Mais j’ai trouvé ça bon, surprenant, assez déroutant surtout. Cette transition d’une époque à une autre qui se pose (il me semble) comme l’objet du film, cet adieu au vieux monde pour venir embrasser le neuf, et ce évidemment non sans passage de témoin des valeurs morales… tout cela semble d’abord vouloir s’exercer comme prévu, et en douceur, dans une sorte d’épreuve collective qui ressoudera une communauté renouvelée.
Mais ce projet, qu’esquissent certaines scènes (la discussion sous l’arbre, par exemple) est très vite balayé avec une sécheresse définitive : il devient vite clair que cette filmographie ne mourra pas dans l’apaisement… Ce n’est pas une gentile transition qui nous fera passer de l’ancien monde au nouveau, mais un véritable exorcisme, tout en douleur, dans une mue qui fait mal, qui provoque morts et cris, qui gomme toute trace d’innocence jusqu’à la dernière goutte. Cette violence exutoire, le film la provoque en poussant contre toute attente chacun de ses persos jusqu’à l’extrême de sa caricature, fonçant droit dans le cliché phobique qu’on pensait justement voir déconstruit : la religieuse traditionnaliste mais humaniste devient une espèce de bigote folle irrécupérable de film d’horreur bis, la moderne aventurière aux mœurs libre épouse l’imagerie puritaine qui en fait une barbare jusqu’à devenir la reine pute.

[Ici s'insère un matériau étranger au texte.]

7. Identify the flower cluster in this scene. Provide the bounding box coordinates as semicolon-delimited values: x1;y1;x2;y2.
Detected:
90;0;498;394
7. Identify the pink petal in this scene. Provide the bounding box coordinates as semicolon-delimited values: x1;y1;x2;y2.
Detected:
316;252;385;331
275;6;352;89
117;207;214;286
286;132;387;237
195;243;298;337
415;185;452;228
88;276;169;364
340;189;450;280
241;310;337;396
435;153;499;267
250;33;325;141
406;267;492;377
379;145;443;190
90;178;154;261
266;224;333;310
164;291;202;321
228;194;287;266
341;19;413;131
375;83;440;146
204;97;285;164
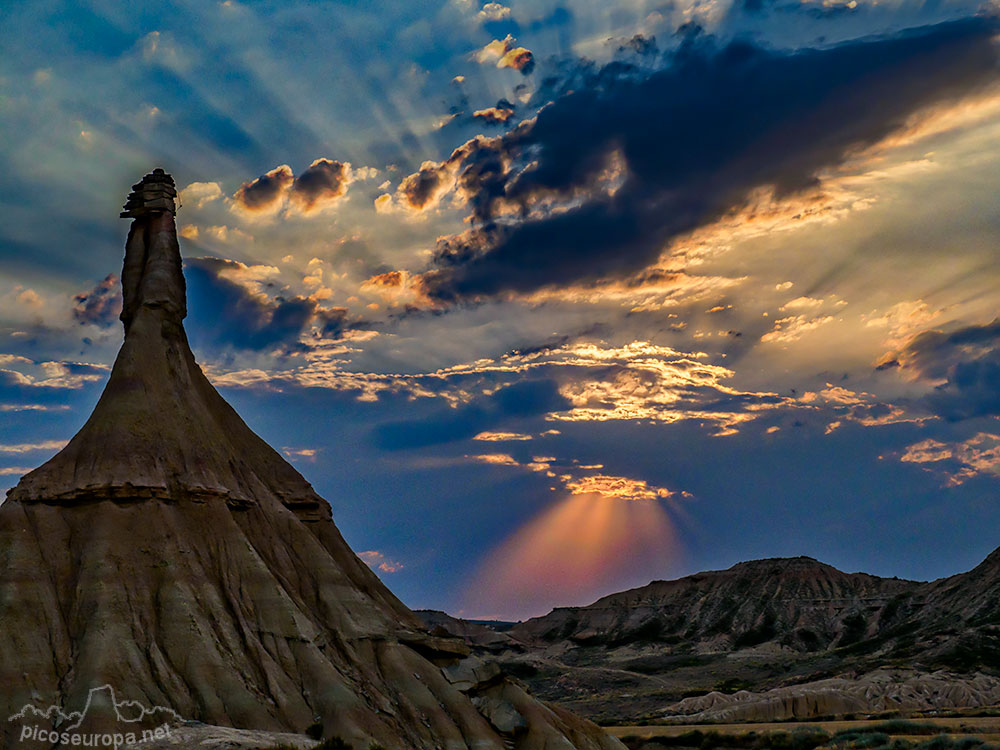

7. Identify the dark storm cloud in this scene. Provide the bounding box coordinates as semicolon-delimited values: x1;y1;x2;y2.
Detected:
73;273;122;328
422;18;997;300
233;164;295;211
375;380;569;450
879;319;1000;420
291;159;350;210
184;258;347;350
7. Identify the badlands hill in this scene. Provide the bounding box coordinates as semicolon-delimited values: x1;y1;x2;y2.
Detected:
422;551;1000;723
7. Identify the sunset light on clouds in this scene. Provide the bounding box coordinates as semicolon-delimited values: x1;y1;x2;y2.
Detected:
0;0;1000;619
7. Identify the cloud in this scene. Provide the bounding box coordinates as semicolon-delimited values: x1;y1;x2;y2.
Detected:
233;164;295;213
472;431;531;443
478;3;510;22
899;432;1000;487
879;318;1000;420
0;440;66;453
426;18;997;301
375;379;569;450
565;474;688;500
472;99;514;125
290;159;351;212
185;258;347;351
358;549;404;573
177;182;223;209
760;315;833;344
0;354;108;394
73;273;122;328
475;34;535;75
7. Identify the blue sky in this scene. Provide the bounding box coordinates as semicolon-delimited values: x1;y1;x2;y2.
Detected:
0;0;1000;618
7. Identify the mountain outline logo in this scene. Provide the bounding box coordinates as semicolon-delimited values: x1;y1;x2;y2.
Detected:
7;684;185;748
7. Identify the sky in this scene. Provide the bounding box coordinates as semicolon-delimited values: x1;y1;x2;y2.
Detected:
0;0;1000;619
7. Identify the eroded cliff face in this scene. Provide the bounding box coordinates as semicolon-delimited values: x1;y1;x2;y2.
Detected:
0;172;621;750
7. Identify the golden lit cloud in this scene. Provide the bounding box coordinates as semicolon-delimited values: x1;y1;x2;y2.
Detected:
899;432;1000;487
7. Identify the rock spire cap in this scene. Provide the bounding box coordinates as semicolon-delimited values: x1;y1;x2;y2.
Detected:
120;167;177;219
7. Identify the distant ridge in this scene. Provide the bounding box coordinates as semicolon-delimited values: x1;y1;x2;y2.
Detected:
418;549;1000;722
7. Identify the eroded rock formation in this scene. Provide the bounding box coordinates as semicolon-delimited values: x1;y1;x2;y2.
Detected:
0;170;621;750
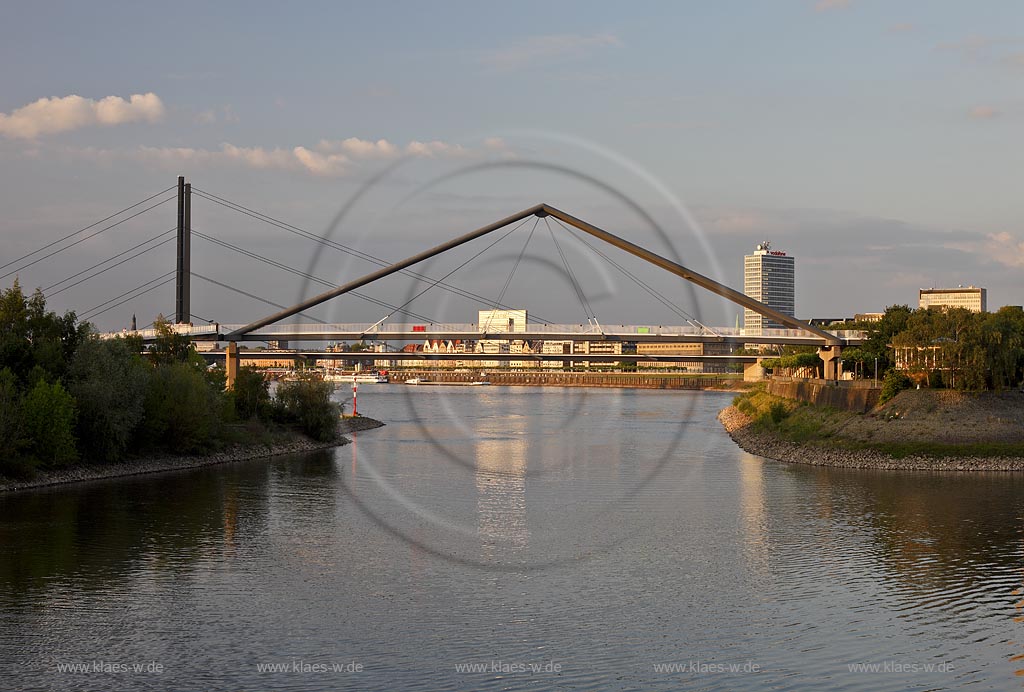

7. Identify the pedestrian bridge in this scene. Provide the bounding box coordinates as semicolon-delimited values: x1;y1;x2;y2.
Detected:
123;322;864;346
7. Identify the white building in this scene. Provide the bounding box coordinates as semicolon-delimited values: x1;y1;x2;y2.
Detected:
743;241;797;334
918;286;988;312
477;310;526;334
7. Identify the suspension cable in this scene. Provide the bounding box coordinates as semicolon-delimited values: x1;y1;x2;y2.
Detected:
381;216;529;321
80;271;174;321
186;187;550;321
191;228;434;322
544;216;596;323
43;228;175;297
0;185;176;278
190;271;327;325
555;219;712;331
0;194;177;279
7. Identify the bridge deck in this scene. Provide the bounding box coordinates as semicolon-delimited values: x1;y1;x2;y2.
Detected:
114;323;864;346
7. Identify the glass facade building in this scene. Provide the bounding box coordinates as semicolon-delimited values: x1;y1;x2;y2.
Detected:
743;242;797;334
918;286;988;312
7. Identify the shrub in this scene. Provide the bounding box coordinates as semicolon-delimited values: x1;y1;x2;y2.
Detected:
22;380;78;468
69;339;152;462
768;401;788;425
274;378;341;442
879;370;912;403
0;367;29;475
232;366;270;421
140;362;221;452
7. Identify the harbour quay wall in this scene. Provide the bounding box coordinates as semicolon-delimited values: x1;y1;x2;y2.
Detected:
390;371;736;389
766;378;882;414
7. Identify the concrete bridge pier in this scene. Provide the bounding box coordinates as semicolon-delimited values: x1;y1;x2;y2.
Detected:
224;341;239;389
743;358;765;382
818;345;843;380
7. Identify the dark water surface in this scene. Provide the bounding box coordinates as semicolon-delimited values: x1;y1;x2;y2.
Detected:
0;385;1024;691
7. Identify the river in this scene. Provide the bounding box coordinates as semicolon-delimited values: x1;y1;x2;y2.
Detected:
0;385;1024;692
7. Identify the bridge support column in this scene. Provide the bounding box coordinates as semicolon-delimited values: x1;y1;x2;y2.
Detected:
743;358;765;382
224;341;239;389
818;346;843;380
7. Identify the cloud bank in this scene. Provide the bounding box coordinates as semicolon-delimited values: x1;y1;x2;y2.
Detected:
0;91;164;139
124;137;506;177
483;34;623;70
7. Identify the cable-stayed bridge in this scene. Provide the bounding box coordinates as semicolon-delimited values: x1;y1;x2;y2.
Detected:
8;177;863;377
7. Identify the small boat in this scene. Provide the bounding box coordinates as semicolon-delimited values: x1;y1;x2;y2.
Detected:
324;373;388;385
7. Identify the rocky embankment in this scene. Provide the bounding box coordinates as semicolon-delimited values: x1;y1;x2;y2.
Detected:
0;416;384;492
718;391;1024;471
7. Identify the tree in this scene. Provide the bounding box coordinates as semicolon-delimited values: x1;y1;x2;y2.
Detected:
69;337;153;462
150;315;195;365
0;367;29;470
274;377;341;442
233;365;270;420
0;279;88;385
140;362;221;452
22;380;78;468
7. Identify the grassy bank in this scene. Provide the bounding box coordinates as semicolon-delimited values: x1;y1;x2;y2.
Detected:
733;387;1024;460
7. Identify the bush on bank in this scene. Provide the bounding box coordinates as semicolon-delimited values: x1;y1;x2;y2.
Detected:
0;280;340;477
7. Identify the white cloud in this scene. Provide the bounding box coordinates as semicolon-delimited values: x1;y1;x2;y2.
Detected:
984;231;1024;267
122;137;495;176
0;92;164;139
814;0;850;12
482;34;623;70
292;146;349;175
316;137;398;159
887;21;915;34
967;105;999;120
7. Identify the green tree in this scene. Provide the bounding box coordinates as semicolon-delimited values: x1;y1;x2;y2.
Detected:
22;380;78;468
0;367;29;464
0;279;88;385
879;370;912;403
140;362;221;452
274;377;341;442
150;315;196;365
233;365;270;420
69;337;153;462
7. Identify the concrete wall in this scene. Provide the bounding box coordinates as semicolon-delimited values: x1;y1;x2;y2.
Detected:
767;378;882;414
388;370;736;389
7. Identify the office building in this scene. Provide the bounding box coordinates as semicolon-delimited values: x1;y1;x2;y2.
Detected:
918;286;988;312
743;241;797;335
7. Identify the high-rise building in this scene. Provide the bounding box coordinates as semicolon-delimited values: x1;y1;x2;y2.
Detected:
743;241;797;334
918;286;988;312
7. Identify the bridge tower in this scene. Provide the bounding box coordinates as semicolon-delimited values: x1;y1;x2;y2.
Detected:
174;175;191;325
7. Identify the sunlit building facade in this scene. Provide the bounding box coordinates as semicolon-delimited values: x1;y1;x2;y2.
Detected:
743;241;797;335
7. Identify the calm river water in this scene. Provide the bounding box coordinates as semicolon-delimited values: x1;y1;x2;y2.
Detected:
0;385;1024;692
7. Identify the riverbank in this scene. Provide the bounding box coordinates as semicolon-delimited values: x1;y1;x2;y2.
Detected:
0;416;384;492
390;370;743;391
719;390;1024;471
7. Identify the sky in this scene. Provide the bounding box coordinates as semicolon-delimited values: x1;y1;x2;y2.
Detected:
0;0;1024;329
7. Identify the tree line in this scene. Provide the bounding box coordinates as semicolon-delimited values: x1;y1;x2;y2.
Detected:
762;305;1024;391
0;280;340;477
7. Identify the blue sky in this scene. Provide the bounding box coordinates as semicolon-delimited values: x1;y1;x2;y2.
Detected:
0;0;1024;327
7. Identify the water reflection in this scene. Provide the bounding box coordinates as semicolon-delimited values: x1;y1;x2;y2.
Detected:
0;388;1024;691
474;430;529;560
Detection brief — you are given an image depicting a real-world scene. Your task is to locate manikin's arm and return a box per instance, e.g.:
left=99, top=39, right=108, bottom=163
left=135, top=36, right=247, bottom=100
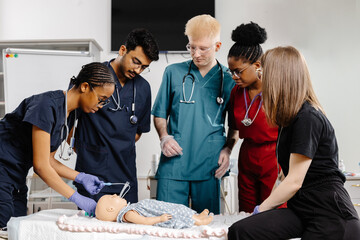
left=154, top=116, right=169, bottom=139
left=124, top=210, right=172, bottom=225
left=259, top=153, right=312, bottom=212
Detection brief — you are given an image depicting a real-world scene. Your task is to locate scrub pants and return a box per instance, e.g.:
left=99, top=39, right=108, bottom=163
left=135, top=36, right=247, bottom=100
left=238, top=140, right=277, bottom=212
left=156, top=177, right=220, bottom=214
left=0, top=182, right=28, bottom=228
left=228, top=175, right=360, bottom=240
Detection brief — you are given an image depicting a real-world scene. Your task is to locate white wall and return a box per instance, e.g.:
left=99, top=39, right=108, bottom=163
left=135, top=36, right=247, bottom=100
left=0, top=0, right=360, bottom=176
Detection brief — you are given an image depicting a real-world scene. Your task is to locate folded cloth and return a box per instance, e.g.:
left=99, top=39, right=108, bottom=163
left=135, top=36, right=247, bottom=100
left=57, top=211, right=249, bottom=239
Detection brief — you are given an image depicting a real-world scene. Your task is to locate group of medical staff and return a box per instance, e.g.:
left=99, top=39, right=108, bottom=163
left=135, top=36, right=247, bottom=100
left=0, top=15, right=360, bottom=239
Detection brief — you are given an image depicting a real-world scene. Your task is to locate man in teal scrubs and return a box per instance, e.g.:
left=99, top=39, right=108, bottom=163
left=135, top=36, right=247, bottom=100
left=152, top=15, right=236, bottom=214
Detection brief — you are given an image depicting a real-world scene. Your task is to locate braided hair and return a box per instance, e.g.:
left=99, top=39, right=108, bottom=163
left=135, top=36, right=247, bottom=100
left=228, top=22, right=267, bottom=64
left=70, top=62, right=115, bottom=88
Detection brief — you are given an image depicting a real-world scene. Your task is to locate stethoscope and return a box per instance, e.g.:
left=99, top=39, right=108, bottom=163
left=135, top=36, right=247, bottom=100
left=104, top=181, right=131, bottom=198
left=180, top=59, right=224, bottom=104
left=59, top=91, right=78, bottom=160
left=109, top=79, right=138, bottom=125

Écartelant ses personnages jusqu’aux extrêmes, refermant progressivement l’espace comme un piège, Ford opère un geste cinématographique colérique et bizarre, qui plonge le lieu protecteur aux enfers avec une assurance étrange, le faisant descendre au fond, tout au fond, dans l’imagerie archaïque la plus fantasmatique, seule condition semble-t-il pour en expulser in extremis ce noyau de survivante brisées et désillusionnées, qui auront pour mission d’aller bâtir la suite de l’Histoire avec un bébé sous les bras. Mais rien à sauver du camp : politique de la terre brûlée pour Ford, qui fait disparaître avec le décor aimé d’un monde daté (le film, ne serait-ce que formellement, est lui-même un délicieux anachronisme) tout ce que ce réal y a aimé, les utopies et les valeurs morales, la communauté et le vivre ensemble. Plus d’armée (partie), plus d’extérieur (une lueur rougeoyante à peine entrevue le met en pièce), plus de loi, plus d’horizon : le fondu au noir final, en emportant la dernière femme comme pour un sacrifice paradoxal (la plus moderne des demoiselles pour disparaître dans le feu d’un monde réactionnaire qui meurt), semble tout engloutir avec lui.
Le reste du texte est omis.